During the fall and winter months, however, motivation lags for most people. The days get colder, shorter and darker, and the last thing you want to be doing is waking up early in freezing temperatures to go for a run or hitting up the gym after a dreary day of work.
Though your motivation will naturally change over time, they key is to find what really makes you tick when it comes to fitness, since that's how you stay on track—regardless of your energy levels that week. You have to always re-evaluate why you want to train so hard and why you want to improve. Your "why" is more important than anything.
Here are some tips to help you stay incredibly motivated to reach your fitness and sport performance goals, no matter what season it is.
Write down your goals.1 of 9
Get specific about what you want to accomplish, how much time each week you'll spend at the gym and your main motivators for staying committed to your personal fitness. Be as clear as possible with exactly what your goals are and why you want each of them.
For example, most people want to be "healthier," but go ahead and write down tangible ways you could measure that at the end of each week. Perhaps its better sleep, more energy or improved muscle tone. Decide how many workouts each week would get you there (and keep it reasonable to avoid burnout). This will help you keep pushing even on a week when you feel particularly unmotivated.
Share your intentions and schedule with those who can hold you accountable.2 of 9
Go tell someone, or even a lot of people, what you want to accomplish. Research shows that the more you tell others about your plans to make a change, the more likely you will stick with it. Tell people what you want to happen, what you expect out of yourself and ask them to check up on you.
If you can, form an online community, create a Facebook group or write a blog so that you have to check in with others on a regular basis.
Commit to a specific workout program.3 of 9
Try a new plan, sign up for a trial membership or join a fitness club or sports team. Do whatever you have to in order to get on a set and scheduled plan. All of these options will help you feel like you have a greater purpose and more accountability in your workouts, which will help on the days you're tempted to skip out.
Plus, it will help you take the guesswork out of what you're going to do each day, which can drain your energy before you even start the workout.
Hire a coach.4 of 9
If you're completely new to working out, or you're a gym rat ready for more guidance, seek someone who can help you with a proper assessment, program, modifications and progressions. This person will also challenge and encourage you to stay on track with your specific goals.
Vary your training.5 of 9
Try new things, go to new classes and be open to different methods of working out. Get creative and mix it up so that you can continue to be challenged, which will keep your motivation high.
If you're big on cardio, try a month or two of weight-focused workouts. Or if you usually do HIIT workouts, make a switch to relaxing and calming yoga classes. Not only will these changes keep you interested, but you'll also keep your muscles guessing, which will improve tone.

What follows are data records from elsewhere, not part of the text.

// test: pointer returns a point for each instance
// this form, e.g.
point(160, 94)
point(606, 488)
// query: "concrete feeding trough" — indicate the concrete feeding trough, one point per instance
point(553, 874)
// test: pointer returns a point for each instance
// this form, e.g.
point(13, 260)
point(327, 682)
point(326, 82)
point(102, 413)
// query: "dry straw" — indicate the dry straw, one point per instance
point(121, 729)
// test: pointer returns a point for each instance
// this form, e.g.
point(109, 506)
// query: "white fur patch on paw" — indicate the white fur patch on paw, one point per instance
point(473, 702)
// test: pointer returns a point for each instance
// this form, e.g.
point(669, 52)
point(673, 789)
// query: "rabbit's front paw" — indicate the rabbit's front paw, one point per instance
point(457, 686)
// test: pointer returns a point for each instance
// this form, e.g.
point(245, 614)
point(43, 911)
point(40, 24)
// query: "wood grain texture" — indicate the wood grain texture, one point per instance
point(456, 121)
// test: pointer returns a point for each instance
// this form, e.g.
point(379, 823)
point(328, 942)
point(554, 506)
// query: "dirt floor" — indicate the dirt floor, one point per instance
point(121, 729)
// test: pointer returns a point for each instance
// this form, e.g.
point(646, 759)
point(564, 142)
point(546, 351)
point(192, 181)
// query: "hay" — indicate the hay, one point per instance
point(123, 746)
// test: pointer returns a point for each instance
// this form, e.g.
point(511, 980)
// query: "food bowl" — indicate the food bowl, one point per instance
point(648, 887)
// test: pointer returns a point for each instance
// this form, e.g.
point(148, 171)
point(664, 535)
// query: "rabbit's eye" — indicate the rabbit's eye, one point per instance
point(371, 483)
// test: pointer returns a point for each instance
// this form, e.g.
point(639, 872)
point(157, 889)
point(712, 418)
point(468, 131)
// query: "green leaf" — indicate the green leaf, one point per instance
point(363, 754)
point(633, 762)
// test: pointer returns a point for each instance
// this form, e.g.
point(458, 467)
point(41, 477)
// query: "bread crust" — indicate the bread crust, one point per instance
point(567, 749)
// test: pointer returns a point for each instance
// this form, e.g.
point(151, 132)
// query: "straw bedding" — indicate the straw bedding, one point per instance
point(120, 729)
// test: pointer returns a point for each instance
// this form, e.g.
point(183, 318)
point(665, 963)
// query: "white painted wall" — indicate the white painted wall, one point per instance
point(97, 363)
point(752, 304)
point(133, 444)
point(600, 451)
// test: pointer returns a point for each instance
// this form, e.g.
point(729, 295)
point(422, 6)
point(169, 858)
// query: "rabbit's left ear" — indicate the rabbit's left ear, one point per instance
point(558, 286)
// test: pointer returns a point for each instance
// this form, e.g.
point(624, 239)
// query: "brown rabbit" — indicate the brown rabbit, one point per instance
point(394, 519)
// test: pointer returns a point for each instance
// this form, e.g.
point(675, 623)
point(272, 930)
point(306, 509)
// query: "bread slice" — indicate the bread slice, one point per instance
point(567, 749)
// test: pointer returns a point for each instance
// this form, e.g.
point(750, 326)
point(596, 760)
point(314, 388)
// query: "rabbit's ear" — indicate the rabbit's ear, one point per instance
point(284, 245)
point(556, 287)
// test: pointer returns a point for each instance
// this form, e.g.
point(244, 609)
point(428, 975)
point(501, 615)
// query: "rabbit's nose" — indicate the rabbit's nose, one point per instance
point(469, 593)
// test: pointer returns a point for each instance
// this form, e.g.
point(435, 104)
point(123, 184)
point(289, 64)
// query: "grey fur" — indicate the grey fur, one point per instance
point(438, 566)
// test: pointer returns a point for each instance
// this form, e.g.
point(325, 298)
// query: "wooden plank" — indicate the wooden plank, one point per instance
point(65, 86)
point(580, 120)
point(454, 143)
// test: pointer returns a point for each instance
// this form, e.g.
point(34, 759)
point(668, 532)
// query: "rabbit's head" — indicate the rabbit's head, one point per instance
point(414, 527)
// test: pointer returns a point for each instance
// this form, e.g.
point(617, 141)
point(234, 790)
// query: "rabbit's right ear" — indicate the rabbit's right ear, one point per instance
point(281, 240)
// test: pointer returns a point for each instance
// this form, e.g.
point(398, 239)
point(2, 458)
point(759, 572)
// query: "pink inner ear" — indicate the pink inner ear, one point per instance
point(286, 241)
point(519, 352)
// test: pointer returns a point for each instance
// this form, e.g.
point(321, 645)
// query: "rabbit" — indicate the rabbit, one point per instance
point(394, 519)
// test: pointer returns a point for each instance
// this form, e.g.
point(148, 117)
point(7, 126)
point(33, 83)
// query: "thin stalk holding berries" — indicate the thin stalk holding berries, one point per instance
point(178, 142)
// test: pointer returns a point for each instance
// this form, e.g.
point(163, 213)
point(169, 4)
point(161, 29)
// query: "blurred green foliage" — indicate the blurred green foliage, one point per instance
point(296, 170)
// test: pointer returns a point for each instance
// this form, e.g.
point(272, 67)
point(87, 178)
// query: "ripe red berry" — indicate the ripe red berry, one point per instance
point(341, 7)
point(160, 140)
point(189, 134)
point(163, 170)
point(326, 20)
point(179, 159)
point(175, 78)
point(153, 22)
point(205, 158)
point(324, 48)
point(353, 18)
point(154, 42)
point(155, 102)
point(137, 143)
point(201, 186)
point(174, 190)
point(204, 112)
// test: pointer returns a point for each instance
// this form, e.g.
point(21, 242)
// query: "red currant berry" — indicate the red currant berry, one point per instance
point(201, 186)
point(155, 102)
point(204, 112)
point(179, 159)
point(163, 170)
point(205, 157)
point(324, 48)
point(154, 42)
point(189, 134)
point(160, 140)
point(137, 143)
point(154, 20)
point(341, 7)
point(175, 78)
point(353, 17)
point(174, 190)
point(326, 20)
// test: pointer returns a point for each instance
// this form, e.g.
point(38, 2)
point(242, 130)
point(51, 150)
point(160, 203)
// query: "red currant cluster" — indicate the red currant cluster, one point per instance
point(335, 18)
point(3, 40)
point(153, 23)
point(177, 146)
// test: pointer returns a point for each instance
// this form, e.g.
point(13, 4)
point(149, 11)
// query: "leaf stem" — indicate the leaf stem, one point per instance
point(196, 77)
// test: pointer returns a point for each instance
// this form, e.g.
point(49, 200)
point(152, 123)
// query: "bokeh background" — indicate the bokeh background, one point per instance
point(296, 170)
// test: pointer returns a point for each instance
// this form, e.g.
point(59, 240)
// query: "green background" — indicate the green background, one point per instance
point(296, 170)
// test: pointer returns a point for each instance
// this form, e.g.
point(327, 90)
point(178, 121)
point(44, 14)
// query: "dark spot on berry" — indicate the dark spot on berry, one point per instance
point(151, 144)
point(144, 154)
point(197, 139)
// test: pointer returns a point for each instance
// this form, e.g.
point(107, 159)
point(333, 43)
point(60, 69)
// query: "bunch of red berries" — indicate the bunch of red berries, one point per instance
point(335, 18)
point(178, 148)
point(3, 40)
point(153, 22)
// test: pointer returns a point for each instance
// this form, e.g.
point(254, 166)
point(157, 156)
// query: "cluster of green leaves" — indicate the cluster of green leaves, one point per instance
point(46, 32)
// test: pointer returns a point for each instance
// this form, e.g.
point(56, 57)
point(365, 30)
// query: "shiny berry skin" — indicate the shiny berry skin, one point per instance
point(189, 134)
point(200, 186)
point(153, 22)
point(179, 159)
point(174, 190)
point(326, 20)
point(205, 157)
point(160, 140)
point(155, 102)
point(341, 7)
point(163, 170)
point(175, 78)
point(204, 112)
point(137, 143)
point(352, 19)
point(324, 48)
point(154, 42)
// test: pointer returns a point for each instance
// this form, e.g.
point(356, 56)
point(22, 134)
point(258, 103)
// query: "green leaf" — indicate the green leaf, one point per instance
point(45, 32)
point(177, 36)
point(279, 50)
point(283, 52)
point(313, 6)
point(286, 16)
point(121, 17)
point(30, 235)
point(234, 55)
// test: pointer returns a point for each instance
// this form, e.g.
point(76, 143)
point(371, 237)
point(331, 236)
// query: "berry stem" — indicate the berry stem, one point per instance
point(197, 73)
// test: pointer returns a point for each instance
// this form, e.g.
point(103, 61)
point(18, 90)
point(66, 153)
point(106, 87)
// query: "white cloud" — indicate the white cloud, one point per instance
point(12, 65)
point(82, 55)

Change your language.6 of 9
You likely don't "have" to workout, but instead, you get to and are able to. Look at your workouts as a gift—an opportunity to take care of your body and push yourself so that you can be better in all areas of your life. Not everyone is as healthy or fortunate to be able to move their bodies when and however they want.
Keep your self-talk positive so that your inner dialogue is helping you instead of holding you back.
Surround yourself with amazing people.7 of 9
The people you workout with can have a huge influence on you. Make sure that they are encouraging, motivating, fun to be around and committed. Consider getting a regular workout buddy at your gym or in your neighborhood, who you can meet for a few runs or workout sessions each week.
Build in a rewards system.8 of 9
This is a great tool to have in your back pocket for days that feel particularly monotonous.
Figure out an enticing reward that will push you to the gym. It could be buying a new piece of clothing that shows off a muscle group you've been working on or it could be something as simple as a long and indulgent Epsom salt bath. Keep that image in your mind as you drive to the gym.